Alexander McQueen, Dress (It’s Only a Game, spring/summer 2005). Lilac leather and horsehair. Photograph © Sølve Sundsbø / Art + Commerce
Designed from lilac leather and horsehair, It’s Only a Game reconciles female silhouette with Victorian shape and the utility of armor. In my eyes it conjures the vocabulary of the wild woman archetype, all armor and hair, but It’s Only a Game is tailored with Victorian porportion and modernist finishing.
“I want people to be afraid of the women I dress.” — Alexander McQueen
Left: Alexander McQueen, Dress Sarabande (spring/summer 2007). Cream hand-painted leather. Photograph by Patricia. Right: Fertility figure currently on display at the Metropolitan Musem of Art, Gallery 404. Statuette of a female, ca. early 1st millennium B.C., northwestern Iran, Caspian region. Ceramic, 31.3 cm. Photograph © Metropolitan Museum of Art.
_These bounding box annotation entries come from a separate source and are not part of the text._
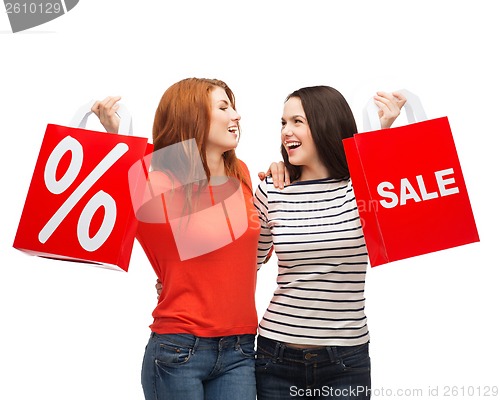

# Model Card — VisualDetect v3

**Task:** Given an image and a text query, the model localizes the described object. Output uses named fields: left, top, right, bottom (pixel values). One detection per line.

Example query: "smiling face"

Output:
left=207, top=87, right=241, bottom=154
left=281, top=97, right=328, bottom=179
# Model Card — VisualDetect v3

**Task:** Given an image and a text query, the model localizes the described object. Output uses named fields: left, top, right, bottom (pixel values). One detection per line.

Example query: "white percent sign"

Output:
left=38, top=136, right=129, bottom=252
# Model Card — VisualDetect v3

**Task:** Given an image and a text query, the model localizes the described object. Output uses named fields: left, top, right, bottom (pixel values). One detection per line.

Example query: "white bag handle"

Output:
left=363, top=89, right=427, bottom=132
left=69, top=100, right=132, bottom=135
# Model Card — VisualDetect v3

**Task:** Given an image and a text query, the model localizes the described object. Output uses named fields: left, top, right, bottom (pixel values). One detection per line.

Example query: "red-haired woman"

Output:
left=93, top=78, right=266, bottom=400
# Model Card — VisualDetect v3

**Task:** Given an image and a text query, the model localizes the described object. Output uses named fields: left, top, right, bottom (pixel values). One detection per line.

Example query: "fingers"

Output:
left=269, top=162, right=284, bottom=189
left=373, top=92, right=406, bottom=129
left=392, top=92, right=406, bottom=110
left=155, top=279, right=163, bottom=299
left=91, top=96, right=121, bottom=132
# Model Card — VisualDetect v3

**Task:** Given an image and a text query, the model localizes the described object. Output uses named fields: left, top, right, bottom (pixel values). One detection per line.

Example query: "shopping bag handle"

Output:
left=69, top=100, right=132, bottom=135
left=363, top=89, right=427, bottom=132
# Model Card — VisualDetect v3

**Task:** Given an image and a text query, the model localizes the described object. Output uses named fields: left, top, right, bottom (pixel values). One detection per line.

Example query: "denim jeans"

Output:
left=142, top=333, right=256, bottom=400
left=255, top=336, right=371, bottom=400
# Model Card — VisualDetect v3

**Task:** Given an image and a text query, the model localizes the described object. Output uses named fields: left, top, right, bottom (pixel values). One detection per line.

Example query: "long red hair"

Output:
left=152, top=78, right=251, bottom=190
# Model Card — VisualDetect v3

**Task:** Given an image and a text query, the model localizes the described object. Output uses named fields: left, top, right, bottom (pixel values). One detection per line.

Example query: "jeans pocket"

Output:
left=155, top=343, right=193, bottom=365
left=237, top=342, right=255, bottom=358
left=341, top=344, right=370, bottom=372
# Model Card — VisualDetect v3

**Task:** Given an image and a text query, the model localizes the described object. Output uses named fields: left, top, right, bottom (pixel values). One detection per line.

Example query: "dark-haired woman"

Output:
left=255, top=86, right=405, bottom=400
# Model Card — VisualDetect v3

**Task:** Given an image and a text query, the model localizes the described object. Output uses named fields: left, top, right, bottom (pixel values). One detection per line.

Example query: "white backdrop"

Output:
left=0, top=0, right=500, bottom=400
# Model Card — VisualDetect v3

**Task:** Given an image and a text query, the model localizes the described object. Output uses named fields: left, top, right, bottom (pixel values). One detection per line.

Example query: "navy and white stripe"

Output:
left=254, top=177, right=369, bottom=346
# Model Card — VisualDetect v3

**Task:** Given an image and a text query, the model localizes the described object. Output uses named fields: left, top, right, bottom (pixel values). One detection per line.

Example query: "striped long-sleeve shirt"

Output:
left=254, top=178, right=369, bottom=346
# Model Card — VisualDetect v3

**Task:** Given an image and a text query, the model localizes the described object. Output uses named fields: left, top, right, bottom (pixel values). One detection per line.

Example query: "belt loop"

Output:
left=326, top=346, right=340, bottom=364
left=193, top=336, right=200, bottom=354
left=278, top=342, right=286, bottom=363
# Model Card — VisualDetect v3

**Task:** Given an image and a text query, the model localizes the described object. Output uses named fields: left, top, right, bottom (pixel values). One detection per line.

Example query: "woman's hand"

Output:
left=92, top=96, right=121, bottom=133
left=259, top=161, right=290, bottom=189
left=155, top=279, right=163, bottom=299
left=373, top=92, right=406, bottom=129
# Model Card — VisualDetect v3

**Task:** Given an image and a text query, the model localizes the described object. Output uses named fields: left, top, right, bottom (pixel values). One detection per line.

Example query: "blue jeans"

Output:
left=255, top=336, right=371, bottom=400
left=142, top=333, right=256, bottom=400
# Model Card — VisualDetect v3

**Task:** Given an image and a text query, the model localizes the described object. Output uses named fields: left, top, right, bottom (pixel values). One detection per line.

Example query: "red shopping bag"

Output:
left=13, top=103, right=151, bottom=271
left=343, top=91, right=479, bottom=267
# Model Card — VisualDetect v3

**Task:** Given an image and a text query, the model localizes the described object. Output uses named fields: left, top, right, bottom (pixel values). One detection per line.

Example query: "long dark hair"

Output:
left=281, top=86, right=358, bottom=182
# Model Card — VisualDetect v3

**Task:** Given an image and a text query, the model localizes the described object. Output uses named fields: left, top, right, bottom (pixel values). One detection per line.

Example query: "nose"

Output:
left=281, top=124, right=293, bottom=136
left=231, top=110, right=241, bottom=122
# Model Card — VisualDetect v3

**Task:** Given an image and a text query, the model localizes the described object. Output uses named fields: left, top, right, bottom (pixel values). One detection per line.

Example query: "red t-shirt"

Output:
left=137, top=163, right=260, bottom=337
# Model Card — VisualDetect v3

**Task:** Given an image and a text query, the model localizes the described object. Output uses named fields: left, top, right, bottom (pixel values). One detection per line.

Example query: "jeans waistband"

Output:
left=151, top=332, right=255, bottom=349
left=257, top=336, right=368, bottom=363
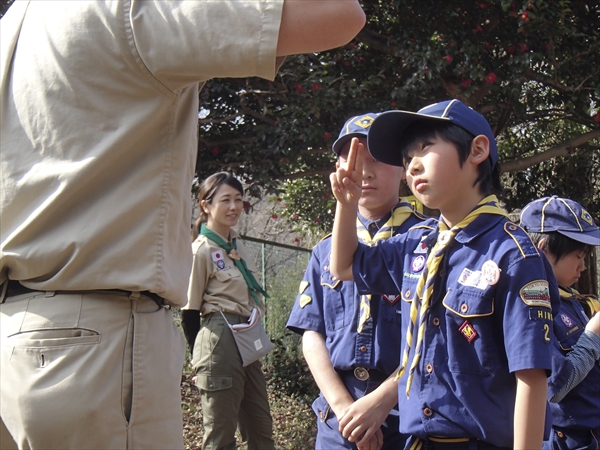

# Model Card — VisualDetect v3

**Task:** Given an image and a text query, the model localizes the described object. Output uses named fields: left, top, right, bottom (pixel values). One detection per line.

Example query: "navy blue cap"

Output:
left=521, top=195, right=600, bottom=245
left=368, top=100, right=498, bottom=167
left=331, top=113, right=379, bottom=156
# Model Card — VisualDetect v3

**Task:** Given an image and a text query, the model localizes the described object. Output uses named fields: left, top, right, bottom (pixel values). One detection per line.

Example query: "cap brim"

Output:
left=331, top=132, right=368, bottom=156
left=367, top=111, right=450, bottom=166
left=557, top=230, right=600, bottom=246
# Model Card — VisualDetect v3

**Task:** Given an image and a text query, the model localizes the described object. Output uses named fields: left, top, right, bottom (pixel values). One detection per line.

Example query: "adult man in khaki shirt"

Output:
left=0, top=0, right=365, bottom=449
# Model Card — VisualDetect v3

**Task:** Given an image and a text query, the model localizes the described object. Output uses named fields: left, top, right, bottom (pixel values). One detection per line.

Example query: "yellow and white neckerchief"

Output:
left=356, top=206, right=413, bottom=333
left=396, top=195, right=508, bottom=398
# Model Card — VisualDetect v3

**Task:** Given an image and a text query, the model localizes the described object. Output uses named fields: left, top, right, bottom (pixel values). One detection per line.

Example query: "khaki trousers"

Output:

With Sarabande, the construction exagerates form in the porportions of female fertility figures, but with this dress the the abdomen is muscled—just one of the many ways in which McQueen exercised not just a play of contrasts in his work, but a manner of dressing women with a defiant assurance, instead of an inviting vulnerability.
Shaun Leane for Alexander McQueen. Left: “Coiled” Corset (The Overlook, autumn/winter 1999–2000). Aluminum. Right: “Spine” Corset (Untitled, spring/summer 1998). Aluminum and black leather. Photographs © Sølve Sundsbø / Art + Commerce.
Despite his desire to “transform mentalities more than the body”, McQueen was very demanding of silhouette. McQueen’s corsetry was more about protection than adhering to societal forms of femininity. Spine Corset is decidedly armor, not a shaping device. Coiled Corset was described by McQueen as being sadomasochistic, yet comfortable to wear. Neither of these corsets shrink the existing body shape.
Alexander McQueen, Dress (The Horn of Plenty, autumn/winter 2009–10). Black duck feathers. Photograph © Sølve Sundsbø / Art + Commerce
The wide hips of fertility figures, Victorian era and eventually the 1950s, is revisited again with Dress (The Horn of Plenty), a striking piece designed entirely in shiny black duck feathers. Dress reads like an embodiment of the darker strengths of the McQueen aesthetic: Romanticism, poetry, Hitchcock and fetish wear. Edgar Allan Poe’s “shadowy fancies” from The Fall of the House of Usher are prominent throughout McQueen’s work. In Dress, Poe’s The Raven emerges full of melancholy and stamina—much like McQueen’s creative legacy.
Savage Beauty is on view at New York’s Metropolitan Museum of Art until August 7, 2011.